Have you ever felt burnt out from dancing? Like, no matter how much you work towards your craft, show up to events, and learn diligently from instructors, you’ll never get “there,” up in the corner with the so-called elite? Lately, I’ve been feeling more and more as if lindy hop, though not unreachable, is beginning to feel so much like an insulated, narrow oligarchy that we’ve knit together ourselves.
I think what really drew me to this dance was always the community and the excitement of sharing something brand new every single dance with a stranger. And not just anything – a strange sort of spark, akin to falling in love. When you have an exquisite dance, no matter what your level, background, or even language…you feel something in your mind, your heart, your gut. You feel more alive than ever before, almost as if you are waking up for the first time…living for the first time.
Yet…over the years, the fireworks have simmered into cinders for me. Whether observing or sometimes, sadly, participating in elitist tendencies, paying for honestly extremely expensive dance events, or realizing that acceptance was an illusion I kept for myself…swing dance has become less of a joy. It breaks my heart to say this. I feel incredibly curmudgeonly even for bringing it up, but I wonder some days if you can age out of this scene. A friend recently brought up how they’re branching out to other genres of dance because lindy hop (even the most contemporary type) often feels one-noted and flat. They want to dance to music to a whole range of emotions because, as a human, they’re often than not more than just happy.
And…I agree. Mikey Pedroza and Ryan Swift talked a bit about this on The Track podcast a while ago. We need ways and means to dance to music that isn’t always upbeat, that mimics the heart and all its wayfaring. Someone else recently confided in me that they always appear to see the same body shapes or dancing styles in their home scene. They don’t feel accepted or appreciated for who they are. Thus, they too have branched out to a different style of dance all together, saving lindy hop for traveling events only.

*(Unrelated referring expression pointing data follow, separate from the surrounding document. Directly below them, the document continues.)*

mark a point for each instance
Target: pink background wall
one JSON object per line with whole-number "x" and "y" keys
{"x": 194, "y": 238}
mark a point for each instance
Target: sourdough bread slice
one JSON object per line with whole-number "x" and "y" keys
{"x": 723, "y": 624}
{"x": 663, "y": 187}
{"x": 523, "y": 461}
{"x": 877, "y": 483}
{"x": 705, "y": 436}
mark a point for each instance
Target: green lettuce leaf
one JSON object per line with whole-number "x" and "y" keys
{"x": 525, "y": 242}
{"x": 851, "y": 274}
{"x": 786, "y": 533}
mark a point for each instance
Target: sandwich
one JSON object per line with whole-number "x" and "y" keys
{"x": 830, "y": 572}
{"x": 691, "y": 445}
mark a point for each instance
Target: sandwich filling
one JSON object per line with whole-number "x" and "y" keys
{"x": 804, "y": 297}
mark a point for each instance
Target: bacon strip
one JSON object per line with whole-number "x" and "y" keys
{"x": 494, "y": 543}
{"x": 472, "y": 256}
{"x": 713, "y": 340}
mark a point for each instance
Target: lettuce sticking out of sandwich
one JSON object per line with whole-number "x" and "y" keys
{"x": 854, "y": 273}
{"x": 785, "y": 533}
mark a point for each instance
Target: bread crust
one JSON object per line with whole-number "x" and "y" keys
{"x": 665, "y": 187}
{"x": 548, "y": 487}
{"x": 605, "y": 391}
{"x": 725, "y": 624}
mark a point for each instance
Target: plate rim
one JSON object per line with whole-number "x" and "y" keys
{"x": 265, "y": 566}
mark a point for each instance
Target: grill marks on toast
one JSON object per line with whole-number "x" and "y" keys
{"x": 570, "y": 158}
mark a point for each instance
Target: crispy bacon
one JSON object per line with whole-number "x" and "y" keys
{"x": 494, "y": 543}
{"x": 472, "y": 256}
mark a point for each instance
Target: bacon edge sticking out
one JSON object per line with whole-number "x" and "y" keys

As more seasoned dancers confess more and more about their displeasure in where lindy hop culture is going, I can’t help feeling the same reservations. I arguably went to one of the nearest and dearest events to my heart – Nevermore Jazz Ball. Don’t get me wrong – I still think the staff and bands in St. Louis do an amazing job of organizing. If you go to any event, you must make a trip to Cherokee Street. The Midwest reunions were much needed, the competitions were a thrill to watch, and I had such high caliber dancing – I adored so much of this nostalgic trek into a familiar time and place.
However, I remember distinctly during this trip feeling so left out. While waiting in queue for a midnight snack, I cracked a joke. There was nothing distinctly off-color about it. I simply said it felt like we were the hungry masses staring longingly into the storefront window. The two dancers in front of me glanced back as if I had made a major faux pas or swallowed a frog…just unblinking staring without responding. Then, they promptly went back to talking about phrasing and musicality. I just…feel as if sometimes the culture as a whole is moving so far into niche we’ve forgotten the social aspect of this dance.
Rik commented on feelings of loneliness after a long hiatus. I would argue some of us stay within the scene attempting to stifle these same feelings. Over the last year, even with my most eager attempts to join in on open floor events or jams, I’ve felt left out. I don’t know why, and I don’t think it’s anyone’s fault. I remember rushing out the door once weeping because it was the third time I had attended a meeting without anyone asking me to dance at all…after hours. I’m ashamed to say I spent a few minutes sobbing in the car.
I guess, these days, I’m wondering if it’s all worth it. Is it worth a fellow dancer rolling his eyes at me during a Balboa audition? Is it worth forking over $200-300 for well-known events? Is it worth going to a competition only to have your Mix-n-Match partner give you the once over and disappointedly say, “Oh, you?” Is it worth looking at the judges’ scores and feeling so demoralized that you don’t want to dance for months on end? Is it worth watching a racist still dance on in communities without repercussions? The double-ended sword of a social dance is that it has the potential to carry social wounds. Years and years of scars.
Falling out of love isn’t something anyone wants to do. We do everything in our power to avoid it, but it happens, slipping out of our fingers like so many grains of sand. Or, perhaps, more like feathers scattered to the wind. Picking them back up is an impossible feat.